SPÖ-Mitgliederbefragung: IT-Experte ortet Manipulationsgefahr
Daten-Firma sortiert Stimmen vor. Löwelstraße widerspricht Experten: "Das ist die sicherste Befragung, die es je gab"

Bis 10. Mai konnten die Parteimitglieder ihre Stimme abgeben. Danach wird zwölf Tage lang auf noch eintrudelnde Post-Stimmen gewartet. Und am 22. Mai tritt die Wahlkommission der SPÖ zusammen, um die Kuverts zu öffnen, die Stimmen zu zählen und letztlich festzustellen, ob Pamela Rendi-Wagner, Hans Peter Doskozil oder Andreas Babler die Mitgliederbefragung gewonnen hat. 

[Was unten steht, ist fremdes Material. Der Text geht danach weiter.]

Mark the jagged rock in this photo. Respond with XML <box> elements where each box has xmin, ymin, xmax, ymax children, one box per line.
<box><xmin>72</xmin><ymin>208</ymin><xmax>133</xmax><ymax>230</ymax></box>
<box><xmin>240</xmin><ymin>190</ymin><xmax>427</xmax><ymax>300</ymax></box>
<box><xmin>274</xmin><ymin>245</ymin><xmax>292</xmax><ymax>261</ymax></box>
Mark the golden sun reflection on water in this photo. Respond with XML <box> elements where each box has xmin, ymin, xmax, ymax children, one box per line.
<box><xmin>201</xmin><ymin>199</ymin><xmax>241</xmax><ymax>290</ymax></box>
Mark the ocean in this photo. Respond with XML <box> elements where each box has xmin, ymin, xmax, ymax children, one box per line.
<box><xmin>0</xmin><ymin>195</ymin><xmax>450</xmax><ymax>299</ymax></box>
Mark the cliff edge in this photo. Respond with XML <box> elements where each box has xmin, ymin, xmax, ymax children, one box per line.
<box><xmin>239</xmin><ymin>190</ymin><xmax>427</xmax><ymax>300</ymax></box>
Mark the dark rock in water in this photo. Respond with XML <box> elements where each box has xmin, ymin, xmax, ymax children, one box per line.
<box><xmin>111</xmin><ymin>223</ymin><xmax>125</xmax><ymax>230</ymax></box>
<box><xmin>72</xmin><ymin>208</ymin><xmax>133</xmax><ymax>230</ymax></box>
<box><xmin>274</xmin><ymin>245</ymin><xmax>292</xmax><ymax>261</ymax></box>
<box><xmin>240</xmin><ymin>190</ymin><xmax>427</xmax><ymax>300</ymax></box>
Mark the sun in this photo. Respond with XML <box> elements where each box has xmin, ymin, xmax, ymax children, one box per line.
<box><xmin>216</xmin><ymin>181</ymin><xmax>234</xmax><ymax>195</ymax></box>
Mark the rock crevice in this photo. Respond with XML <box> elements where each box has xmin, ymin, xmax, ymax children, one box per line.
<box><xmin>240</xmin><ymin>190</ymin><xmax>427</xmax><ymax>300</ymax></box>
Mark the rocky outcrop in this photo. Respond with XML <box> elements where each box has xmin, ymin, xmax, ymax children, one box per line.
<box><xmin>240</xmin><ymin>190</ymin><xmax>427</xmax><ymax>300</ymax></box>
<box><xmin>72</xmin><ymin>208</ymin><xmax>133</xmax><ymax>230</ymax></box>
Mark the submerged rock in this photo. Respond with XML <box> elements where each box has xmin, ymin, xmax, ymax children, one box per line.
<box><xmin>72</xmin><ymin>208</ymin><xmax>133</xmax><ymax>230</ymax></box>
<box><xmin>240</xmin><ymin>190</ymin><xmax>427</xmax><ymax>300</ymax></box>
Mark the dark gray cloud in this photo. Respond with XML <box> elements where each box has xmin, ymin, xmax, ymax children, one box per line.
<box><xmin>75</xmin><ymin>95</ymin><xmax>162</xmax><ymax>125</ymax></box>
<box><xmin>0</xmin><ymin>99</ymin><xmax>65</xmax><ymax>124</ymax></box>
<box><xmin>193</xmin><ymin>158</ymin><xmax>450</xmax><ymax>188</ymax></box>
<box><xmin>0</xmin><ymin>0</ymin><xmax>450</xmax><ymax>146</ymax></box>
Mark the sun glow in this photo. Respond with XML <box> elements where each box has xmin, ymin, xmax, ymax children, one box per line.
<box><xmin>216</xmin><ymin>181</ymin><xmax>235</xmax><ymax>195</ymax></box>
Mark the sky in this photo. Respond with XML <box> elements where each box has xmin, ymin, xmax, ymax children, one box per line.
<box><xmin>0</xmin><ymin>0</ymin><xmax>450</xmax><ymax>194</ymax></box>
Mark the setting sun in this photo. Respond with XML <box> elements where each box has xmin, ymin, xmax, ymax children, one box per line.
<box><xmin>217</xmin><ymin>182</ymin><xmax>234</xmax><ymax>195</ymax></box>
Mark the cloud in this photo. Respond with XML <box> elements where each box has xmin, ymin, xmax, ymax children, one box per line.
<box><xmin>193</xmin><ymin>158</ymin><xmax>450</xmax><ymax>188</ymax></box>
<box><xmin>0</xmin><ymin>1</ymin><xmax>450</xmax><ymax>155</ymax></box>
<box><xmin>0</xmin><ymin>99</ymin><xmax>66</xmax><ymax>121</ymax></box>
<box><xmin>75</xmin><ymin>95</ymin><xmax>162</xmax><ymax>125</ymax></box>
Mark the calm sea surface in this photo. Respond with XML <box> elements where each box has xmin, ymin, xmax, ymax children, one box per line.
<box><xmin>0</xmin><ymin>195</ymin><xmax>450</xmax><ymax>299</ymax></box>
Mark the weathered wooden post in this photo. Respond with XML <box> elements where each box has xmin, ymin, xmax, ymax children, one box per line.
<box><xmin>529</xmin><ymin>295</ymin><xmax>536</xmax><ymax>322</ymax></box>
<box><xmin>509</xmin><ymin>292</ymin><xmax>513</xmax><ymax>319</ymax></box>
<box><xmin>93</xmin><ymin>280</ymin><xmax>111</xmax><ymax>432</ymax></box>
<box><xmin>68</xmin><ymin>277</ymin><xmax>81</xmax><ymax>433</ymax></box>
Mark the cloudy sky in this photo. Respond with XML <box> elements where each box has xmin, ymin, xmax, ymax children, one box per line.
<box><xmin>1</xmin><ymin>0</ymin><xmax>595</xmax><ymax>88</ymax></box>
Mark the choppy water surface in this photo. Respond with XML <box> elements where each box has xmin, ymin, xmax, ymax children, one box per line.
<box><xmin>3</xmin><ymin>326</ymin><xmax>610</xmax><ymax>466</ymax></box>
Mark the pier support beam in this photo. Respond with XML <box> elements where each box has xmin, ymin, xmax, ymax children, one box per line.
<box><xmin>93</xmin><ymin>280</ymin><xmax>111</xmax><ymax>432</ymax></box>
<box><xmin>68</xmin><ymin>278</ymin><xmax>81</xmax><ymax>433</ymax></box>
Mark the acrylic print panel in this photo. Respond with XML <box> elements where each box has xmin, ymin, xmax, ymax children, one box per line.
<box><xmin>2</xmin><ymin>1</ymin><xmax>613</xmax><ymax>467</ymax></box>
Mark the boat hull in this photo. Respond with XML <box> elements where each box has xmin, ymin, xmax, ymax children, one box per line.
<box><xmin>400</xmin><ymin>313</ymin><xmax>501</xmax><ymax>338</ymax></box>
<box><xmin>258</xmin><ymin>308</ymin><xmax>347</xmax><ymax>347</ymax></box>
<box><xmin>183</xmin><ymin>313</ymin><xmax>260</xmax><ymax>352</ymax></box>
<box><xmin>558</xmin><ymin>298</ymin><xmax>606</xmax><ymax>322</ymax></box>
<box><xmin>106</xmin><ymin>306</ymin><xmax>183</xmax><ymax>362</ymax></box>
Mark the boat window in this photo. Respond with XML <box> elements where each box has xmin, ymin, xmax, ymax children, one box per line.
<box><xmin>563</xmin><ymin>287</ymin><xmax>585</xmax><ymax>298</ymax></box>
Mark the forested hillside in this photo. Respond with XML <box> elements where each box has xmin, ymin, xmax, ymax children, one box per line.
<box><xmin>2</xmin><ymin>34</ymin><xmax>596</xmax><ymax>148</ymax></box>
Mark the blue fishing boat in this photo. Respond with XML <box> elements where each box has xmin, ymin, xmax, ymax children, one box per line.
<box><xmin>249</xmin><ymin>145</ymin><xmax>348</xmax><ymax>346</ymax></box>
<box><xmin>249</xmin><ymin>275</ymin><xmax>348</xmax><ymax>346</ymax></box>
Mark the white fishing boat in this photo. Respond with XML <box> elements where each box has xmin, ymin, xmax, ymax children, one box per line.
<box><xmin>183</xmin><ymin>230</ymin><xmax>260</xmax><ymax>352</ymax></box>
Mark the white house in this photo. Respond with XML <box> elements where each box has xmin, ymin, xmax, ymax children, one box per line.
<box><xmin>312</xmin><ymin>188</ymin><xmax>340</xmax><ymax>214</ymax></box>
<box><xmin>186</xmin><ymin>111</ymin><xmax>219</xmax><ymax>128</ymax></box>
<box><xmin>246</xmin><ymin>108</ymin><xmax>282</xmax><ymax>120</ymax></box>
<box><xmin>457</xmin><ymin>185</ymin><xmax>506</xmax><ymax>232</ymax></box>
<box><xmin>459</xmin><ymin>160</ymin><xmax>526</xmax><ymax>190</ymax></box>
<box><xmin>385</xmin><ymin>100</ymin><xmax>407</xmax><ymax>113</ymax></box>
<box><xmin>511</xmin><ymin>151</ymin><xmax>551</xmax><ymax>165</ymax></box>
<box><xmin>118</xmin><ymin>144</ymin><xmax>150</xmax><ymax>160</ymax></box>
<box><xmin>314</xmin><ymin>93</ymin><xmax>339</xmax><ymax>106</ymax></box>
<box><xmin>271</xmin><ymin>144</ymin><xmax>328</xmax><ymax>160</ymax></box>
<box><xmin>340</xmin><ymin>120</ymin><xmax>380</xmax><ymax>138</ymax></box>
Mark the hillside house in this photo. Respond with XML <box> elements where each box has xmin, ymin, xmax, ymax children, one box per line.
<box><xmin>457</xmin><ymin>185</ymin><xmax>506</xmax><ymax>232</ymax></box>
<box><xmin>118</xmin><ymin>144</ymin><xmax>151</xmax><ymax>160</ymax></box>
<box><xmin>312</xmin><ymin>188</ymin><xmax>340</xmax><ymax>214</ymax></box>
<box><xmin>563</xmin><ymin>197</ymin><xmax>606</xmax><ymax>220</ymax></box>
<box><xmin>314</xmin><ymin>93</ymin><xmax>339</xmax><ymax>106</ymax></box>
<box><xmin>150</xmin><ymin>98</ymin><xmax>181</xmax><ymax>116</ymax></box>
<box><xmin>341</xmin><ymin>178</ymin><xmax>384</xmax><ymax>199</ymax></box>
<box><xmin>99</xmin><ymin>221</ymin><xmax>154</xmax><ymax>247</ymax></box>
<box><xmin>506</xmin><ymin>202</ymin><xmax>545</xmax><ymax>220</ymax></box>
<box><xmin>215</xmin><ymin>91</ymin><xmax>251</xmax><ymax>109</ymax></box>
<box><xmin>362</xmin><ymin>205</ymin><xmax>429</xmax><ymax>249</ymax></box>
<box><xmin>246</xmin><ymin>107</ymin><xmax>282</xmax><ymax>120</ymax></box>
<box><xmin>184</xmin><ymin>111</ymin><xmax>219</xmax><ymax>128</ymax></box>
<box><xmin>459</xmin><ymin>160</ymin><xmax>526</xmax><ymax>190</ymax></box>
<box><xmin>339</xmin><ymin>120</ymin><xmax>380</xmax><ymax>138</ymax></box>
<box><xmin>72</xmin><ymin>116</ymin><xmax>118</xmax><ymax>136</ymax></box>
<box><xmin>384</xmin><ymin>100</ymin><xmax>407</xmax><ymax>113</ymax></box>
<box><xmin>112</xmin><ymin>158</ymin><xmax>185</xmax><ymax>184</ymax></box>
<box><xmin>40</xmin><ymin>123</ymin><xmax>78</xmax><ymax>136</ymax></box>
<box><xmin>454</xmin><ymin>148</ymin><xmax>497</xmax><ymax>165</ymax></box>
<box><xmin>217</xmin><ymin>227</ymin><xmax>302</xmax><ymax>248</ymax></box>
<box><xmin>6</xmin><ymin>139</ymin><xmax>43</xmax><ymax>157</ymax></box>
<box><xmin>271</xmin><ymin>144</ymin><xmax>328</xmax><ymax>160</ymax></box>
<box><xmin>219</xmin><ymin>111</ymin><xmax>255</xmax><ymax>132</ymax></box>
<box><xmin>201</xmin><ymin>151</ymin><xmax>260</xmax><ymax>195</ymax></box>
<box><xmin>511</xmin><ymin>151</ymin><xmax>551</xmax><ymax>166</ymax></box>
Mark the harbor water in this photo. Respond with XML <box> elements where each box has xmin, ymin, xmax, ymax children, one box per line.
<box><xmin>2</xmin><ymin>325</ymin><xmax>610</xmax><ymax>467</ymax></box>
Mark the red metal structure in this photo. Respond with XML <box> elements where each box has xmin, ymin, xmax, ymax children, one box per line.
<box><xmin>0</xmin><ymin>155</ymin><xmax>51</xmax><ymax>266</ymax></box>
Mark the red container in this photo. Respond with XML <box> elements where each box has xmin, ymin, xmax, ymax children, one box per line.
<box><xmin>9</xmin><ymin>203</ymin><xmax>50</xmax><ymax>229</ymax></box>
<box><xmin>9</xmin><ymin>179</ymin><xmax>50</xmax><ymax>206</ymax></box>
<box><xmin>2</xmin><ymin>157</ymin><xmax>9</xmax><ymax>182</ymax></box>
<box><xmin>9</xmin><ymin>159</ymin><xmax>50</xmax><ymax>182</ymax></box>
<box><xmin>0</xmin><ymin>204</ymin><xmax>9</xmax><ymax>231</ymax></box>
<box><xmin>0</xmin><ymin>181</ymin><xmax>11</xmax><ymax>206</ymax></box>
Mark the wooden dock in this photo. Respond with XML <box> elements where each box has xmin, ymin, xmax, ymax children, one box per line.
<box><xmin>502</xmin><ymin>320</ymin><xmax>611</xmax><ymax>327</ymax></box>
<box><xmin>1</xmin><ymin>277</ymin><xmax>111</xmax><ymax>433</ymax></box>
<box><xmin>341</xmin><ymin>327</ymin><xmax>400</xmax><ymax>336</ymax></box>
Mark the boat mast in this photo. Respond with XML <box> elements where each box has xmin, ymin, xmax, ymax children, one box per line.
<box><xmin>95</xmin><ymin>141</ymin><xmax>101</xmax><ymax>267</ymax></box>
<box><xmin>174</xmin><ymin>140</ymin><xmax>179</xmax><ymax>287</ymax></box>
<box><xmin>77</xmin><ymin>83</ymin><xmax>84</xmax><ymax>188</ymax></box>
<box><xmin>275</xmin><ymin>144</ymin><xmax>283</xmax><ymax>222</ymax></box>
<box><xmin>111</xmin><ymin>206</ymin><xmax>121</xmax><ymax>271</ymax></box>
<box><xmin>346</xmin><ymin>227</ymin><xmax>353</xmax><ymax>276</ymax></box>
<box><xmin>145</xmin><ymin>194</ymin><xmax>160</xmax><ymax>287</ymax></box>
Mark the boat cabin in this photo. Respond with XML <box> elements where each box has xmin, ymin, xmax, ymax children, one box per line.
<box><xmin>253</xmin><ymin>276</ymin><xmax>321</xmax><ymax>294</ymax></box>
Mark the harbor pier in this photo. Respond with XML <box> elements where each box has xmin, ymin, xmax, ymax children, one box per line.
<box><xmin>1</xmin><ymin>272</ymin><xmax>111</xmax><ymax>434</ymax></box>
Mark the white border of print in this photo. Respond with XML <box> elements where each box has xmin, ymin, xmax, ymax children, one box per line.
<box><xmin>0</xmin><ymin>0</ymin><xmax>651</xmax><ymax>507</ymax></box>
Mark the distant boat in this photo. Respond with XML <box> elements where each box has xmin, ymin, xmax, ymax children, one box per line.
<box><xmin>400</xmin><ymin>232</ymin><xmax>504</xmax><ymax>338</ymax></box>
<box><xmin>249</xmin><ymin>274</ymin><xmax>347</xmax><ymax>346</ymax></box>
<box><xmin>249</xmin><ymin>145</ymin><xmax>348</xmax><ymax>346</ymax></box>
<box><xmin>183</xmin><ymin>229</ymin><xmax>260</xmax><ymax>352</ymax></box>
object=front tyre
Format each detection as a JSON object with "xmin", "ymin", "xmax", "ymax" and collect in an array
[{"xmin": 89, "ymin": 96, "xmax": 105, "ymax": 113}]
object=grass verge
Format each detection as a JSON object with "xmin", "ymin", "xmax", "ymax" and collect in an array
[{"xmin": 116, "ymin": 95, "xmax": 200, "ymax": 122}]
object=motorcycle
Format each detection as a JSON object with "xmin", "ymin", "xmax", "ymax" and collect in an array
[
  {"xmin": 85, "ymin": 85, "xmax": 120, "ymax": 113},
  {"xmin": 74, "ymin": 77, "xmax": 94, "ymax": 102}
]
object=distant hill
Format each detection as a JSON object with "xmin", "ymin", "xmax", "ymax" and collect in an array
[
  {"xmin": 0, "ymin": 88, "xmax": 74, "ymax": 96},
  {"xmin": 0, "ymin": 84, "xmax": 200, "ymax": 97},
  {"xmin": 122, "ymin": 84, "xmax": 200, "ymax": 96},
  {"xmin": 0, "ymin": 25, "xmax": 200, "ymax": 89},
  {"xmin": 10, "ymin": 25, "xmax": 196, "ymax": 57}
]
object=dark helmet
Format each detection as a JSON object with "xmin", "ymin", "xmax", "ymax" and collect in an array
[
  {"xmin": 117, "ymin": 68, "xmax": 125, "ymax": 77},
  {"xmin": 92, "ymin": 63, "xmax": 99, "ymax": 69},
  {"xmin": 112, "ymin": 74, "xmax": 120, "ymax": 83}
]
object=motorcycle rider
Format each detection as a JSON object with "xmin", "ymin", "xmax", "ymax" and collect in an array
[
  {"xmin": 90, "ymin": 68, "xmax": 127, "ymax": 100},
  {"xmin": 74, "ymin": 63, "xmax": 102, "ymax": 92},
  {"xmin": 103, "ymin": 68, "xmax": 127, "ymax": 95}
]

So hat die SPÖ, vereinfacht gesagt, bis zuletzt erklärt, warum es  zwölf Tage dauert, ehe die interne Mitgliederbefragung entschieden ist - und warum man weder Zwischenergebnisse noch eine Wahlbeteiligung kommuniziert.

Wie sich nun zeigt, ist diese Darstellung nicht ganz vollständig. Wahr ist: Die Stimmen werden vor dem 22. Mai nicht ausgezählt. Wahr ist aber auch, dass die Post-Kuverts schon vorher geöffnet werden.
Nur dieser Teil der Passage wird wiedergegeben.